L'Unione europea sta promuovendo attivamente la transizione del continente verso una società a basse emissioni di carbonio, e sta aggiornando le regole per facilitare i necessari investimenti pubblici e privati nella transizione verso l'energia pulita, che dovrebbe contribuire a far bene non solo al pianeta, ma anche all'economia e ai consumatori. Tra le promese, gli intenti e i fatti però c'è distanza.
In Europa non mancano le risorse minerarie, mancano le miniere. Rispetto al passato ne sono rimaste ben poche, e tra queste molte producono carbone, il combustibile più inquinante di tutti che viene estratto addirittura in otto delle dieci maggiori miniere a cielo aperto oggi in attività nel Vecchio continente, concentrate in Polonia e in Germania, e in tre delle dieci maggiori miniere sotterranee.
Mancano invece quasi completamente all'appello i metalli "green", quelli che ci serviranno in quantità crescenti per sostenere la transizione energetica senza sviluppare allo stesso tempo una dipendenza sempre più forte e pericolosa da un numero ristretto di fornitori stranieri, Cina inclusa.

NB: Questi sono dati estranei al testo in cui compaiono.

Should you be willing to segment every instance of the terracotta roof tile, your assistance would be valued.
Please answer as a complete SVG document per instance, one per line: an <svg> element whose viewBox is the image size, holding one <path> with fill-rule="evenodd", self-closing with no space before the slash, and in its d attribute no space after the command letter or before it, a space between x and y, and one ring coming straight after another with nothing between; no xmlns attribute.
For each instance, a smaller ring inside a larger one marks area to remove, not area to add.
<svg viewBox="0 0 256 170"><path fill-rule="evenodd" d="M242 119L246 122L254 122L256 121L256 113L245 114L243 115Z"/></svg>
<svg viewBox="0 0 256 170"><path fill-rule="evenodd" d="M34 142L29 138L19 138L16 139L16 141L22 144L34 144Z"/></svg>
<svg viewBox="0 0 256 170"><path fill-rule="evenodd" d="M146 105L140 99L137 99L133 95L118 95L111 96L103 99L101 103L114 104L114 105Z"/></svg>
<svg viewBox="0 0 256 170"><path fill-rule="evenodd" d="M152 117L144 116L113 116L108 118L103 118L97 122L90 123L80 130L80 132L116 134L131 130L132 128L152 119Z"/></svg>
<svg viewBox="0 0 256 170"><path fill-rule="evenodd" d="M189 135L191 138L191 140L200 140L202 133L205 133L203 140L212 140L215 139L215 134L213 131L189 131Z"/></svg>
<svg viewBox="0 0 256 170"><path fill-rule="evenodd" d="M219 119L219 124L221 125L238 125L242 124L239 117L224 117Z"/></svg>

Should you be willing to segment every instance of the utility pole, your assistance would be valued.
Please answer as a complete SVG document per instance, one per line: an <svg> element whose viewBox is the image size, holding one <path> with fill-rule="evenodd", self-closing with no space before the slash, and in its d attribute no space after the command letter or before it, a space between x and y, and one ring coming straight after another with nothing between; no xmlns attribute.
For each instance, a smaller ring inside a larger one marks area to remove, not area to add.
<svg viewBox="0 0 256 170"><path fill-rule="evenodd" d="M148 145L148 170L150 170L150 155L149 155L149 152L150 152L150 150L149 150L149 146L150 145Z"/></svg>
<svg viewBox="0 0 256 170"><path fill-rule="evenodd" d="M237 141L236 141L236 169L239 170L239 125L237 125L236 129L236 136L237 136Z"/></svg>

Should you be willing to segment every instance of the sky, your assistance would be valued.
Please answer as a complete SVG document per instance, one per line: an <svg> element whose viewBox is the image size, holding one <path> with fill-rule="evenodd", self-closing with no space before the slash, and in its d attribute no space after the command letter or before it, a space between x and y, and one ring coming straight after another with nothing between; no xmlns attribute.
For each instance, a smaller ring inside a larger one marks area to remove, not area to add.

La Commissione europea pone traguardi ambiziosi, tra cui la produzione autonoma per il 10% del fabbisogno di materiali critici entro il 2030. Ma oggi come oggi non si estrae nemmeno un grammo di terre rare, materie prime "critiche" per eccellenza, di cui Pechino ha un monopolio quasi assoluto e per alcune delle quali c'è un alto rischio di carenze, come ad esempio del neodimio e del praseodimio, usati per auto elettriche e impianti eolici.
Se la transizione verde procederà davvero a grandi passi, come prescritto dall'ambiziosa tabella di marcia europea, le materie prime potrebbero diventare un problema ancora più serio di quanto accaduto. La decarbonizzazione taglia l'impiego di combustibili fossili, ma mette letteralmente il turbo ai consumi di metalli. E a metterci in difficoltà potrebbero essere anche i metalli "tradizionali", non inseriti nella lista dei materiali critici.